Thursday, August 1, 2013

18 Month Well Expat Checkup

Selena Jones
I've been wanting to do one last Well-Expat Checkup now that we've reached the 18 month mark.  I'm no longer a baby expat and now I'm just an American living in the UK.  But it's a post I've struggled with.  I don't really know what to say about it.  Now it's just my life.  Sure there are still challenges and regular surprises, but it's no longer all consuming. 

I went back and read through my other expat musings and checkups.  It made me smile and even shed a tear or two. 


Getting Ready!  
Honeymoon Phase
Comfort Zone
1 Month Well Expat Check Up
Lose the Attitude
2 Month Well Expat Check up
3 Month Well Expat Check up
Get Out your Mini Violins
A Hug for You 
6 Month Well Expat Check Up 
One Year Well Expat Check Up

I was told over and over that it would take about 18 months to feel settled and they were right.  I feel settled. 

I'm still dealing with challenges, but they are just everyday challenges.  Living a healthy lifestyle.  Finding self love and fulfillment.  Maintaining a vibrant and loving marriage  Connecting with family members.   Nurturing friendships.  Personal growth.  Keeping a sense of humor and passion for  life.  Those are universal challenges that we face no matter where we live. 

As I look back over the transition, these four things stand out for me.


Biggest Challenge

I knew the weather would probably be a challenge.  Everyone has an idea about rainy, gloomy London (which is not the norm).  That wasn't really an issue for me until the really tough spring recently.  And the very short days and the darkness of the winter affected me much more than I ever expected.  But, I have to say the biggest challenge was the loss of my voice.  My self-confidence took a huge hit when I moved here.  I've talked to some other expats who experienced the same thing.  I was suddenly very self-conscious about what I had to say and how I communicated.  It's not just about the accents, but about the context and characteristics of another culture.  There are some really subtle differences that are sometimes hard to pick up on .  I always felt a few beats off the music.  But, this is definitely getting better.  Building friendships and a social life has helped immensely. 

Worst Thing

Every expat will tell you that the worst thing is living so far away from those that you love.  It's so difficult.  I miss my parents, I miss my brother and his family.  I miss my friends.  I miss my daughter Jessica.  It's just an ache that really never goes away.  It's always there.  Always a little piece of me missing.  There is an unseen thread that connects her to me, attached to our cores.  Sometimes it's floating softly and comfortably in the distance between us.  Things are okay and we are connected.  Sometimes the thread snaps tightly and wakes me from a sound sleep.  She isn't here.  Is she okay.  What is she doing, thinking, feeling right now?  Sometimes I desperately want to grab the cord that connects us and pull quickly hand over hand to bring her to me.  She will be here in my mother's embrace in 35 days and it can't come soon enough  I miss my girl child.  (There will be a scene in arrivals at Heathrow.)

Biggest Lesson

I think the biggest lesson is that you are never too old to embrace a new chapter in life.  If you'd have told me even three years ago that I would be married to a Brit,  living in London and publishing a travel blog.  I would have laughed and said, "Whatever."  And yet here I am living a completely new and wonderful chapter in my life.  I've found a passion for travel and I'm lucky enough to share it with a wonderful man.  I've discovered photography and blogging which gives me so much joy.  In spite of the struggles, I feel like I'm living the life that I was meant to live.   I'm still thrilled to discover what the future holds.  And it's so true.  Life happens outside of your comfort zone. 

Best Thing

The best thing has to be the discovery.  I'm growing and learning so much everyday.  I've always said that my favorite thing to do is anything for the first time.  And moving out of my comfort zone means that I'm regularly having those experiences.  I love every second of it.  I love England and London.  Just being here gives me a charge.  It's beautiful!  And the connection to stories and history is fantastic.  The fact that travel is such an integral part of life has completely changed me and  I love being an expat. 

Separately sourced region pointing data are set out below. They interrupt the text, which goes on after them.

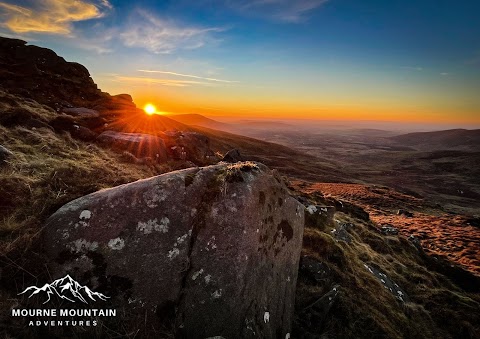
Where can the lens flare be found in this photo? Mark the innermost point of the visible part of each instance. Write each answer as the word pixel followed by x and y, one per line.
pixel 150 109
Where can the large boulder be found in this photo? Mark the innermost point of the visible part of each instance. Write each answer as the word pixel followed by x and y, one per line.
pixel 220 245
pixel 140 145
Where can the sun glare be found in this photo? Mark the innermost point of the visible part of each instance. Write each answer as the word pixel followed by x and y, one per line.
pixel 150 109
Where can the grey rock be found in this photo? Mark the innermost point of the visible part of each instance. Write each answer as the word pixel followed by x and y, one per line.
pixel 313 316
pixel 5 153
pixel 140 145
pixel 388 283
pixel 315 269
pixel 222 243
pixel 389 230
pixel 319 216
pixel 233 156
pixel 83 133
pixel 405 213
pixel 340 233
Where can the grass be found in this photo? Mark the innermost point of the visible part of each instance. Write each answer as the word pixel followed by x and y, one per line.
pixel 365 309
pixel 49 169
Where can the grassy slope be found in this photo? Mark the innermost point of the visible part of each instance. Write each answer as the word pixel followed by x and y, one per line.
pixel 288 161
pixel 49 169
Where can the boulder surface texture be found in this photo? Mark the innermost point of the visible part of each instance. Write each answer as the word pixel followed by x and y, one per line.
pixel 220 243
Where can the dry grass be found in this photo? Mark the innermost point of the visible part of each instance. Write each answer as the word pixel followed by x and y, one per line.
pixel 365 309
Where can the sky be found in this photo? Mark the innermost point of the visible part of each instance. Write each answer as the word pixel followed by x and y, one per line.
pixel 416 61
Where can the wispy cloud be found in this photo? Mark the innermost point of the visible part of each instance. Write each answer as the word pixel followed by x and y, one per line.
pixel 188 76
pixel 413 68
pixel 292 11
pixel 49 16
pixel 163 82
pixel 162 36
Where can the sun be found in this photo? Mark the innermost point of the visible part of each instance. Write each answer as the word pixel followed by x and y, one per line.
pixel 149 109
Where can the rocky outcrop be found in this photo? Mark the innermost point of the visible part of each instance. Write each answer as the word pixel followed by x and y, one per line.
pixel 5 153
pixel 140 145
pixel 219 244
pixel 40 74
pixel 233 156
pixel 319 217
pixel 186 145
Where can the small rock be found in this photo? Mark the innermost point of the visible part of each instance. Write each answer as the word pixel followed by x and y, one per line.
pixel 340 233
pixel 315 269
pixel 83 133
pixel 4 154
pixel 319 217
pixel 233 156
pixel 389 230
pixel 405 213
pixel 313 316
pixel 387 283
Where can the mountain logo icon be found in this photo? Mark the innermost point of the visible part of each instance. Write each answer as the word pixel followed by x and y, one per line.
pixel 65 288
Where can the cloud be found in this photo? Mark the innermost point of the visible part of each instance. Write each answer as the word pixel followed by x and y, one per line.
pixel 163 82
pixel 163 37
pixel 188 76
pixel 49 16
pixel 292 11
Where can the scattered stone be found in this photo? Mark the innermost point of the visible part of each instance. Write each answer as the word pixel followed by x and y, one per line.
pixel 140 145
pixel 475 222
pixel 389 230
pixel 83 133
pixel 315 269
pixel 405 213
pixel 387 283
pixel 233 156
pixel 340 233
pixel 319 217
pixel 313 316
pixel 222 251
pixel 416 242
pixel 5 153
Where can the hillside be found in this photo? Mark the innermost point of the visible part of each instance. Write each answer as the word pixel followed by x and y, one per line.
pixel 461 139
pixel 356 278
pixel 200 120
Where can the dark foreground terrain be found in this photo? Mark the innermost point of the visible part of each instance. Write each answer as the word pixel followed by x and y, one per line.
pixel 378 261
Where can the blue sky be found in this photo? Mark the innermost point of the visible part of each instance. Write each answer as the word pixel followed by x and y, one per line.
pixel 335 59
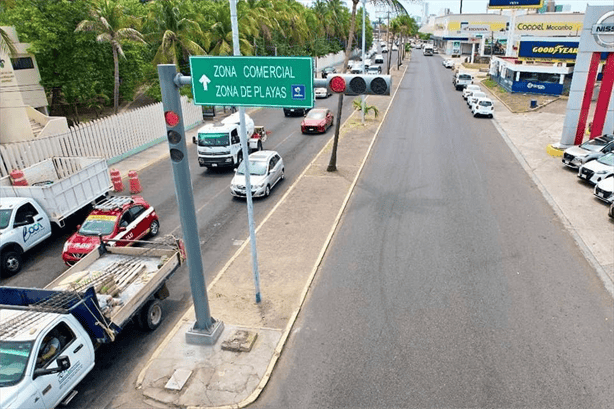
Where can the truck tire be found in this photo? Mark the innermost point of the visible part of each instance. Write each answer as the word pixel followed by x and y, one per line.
pixel 11 262
pixel 154 228
pixel 150 316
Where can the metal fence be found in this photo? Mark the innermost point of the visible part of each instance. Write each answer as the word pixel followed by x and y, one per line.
pixel 112 138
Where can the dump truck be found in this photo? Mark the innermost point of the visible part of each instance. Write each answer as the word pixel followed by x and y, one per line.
pixel 55 189
pixel 48 337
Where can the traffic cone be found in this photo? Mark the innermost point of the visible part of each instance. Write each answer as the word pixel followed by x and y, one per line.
pixel 116 178
pixel 135 185
pixel 18 178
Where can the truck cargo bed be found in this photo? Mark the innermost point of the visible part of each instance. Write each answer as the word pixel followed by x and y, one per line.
pixel 62 185
pixel 124 278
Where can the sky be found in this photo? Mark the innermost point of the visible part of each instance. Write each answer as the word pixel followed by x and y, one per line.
pixel 469 6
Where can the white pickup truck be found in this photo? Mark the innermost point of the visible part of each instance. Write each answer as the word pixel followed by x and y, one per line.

So this will be my last well-expat checkup.   I'm sure I will continue to learn and grow as life moves forward.  And I'm sure I will continue to be challenged and live outside of my comfort zone.  At least I hope so.  But it's time to end the Well Expat Checkups.  


I was helped so much along the way by those who had gone through this before me. Thank you so much.  And now I love getting emails and comments from people that are just setting out on this journey.  Any help that I can give to others I'm happy to give.  Even if it's just a cyber hug and a knowing nod to what you are going through.  Feel free to reach out and send me a note.  I'd love to hear from you.  


What was your biggest challenge? 
What's the best thing about being an expat?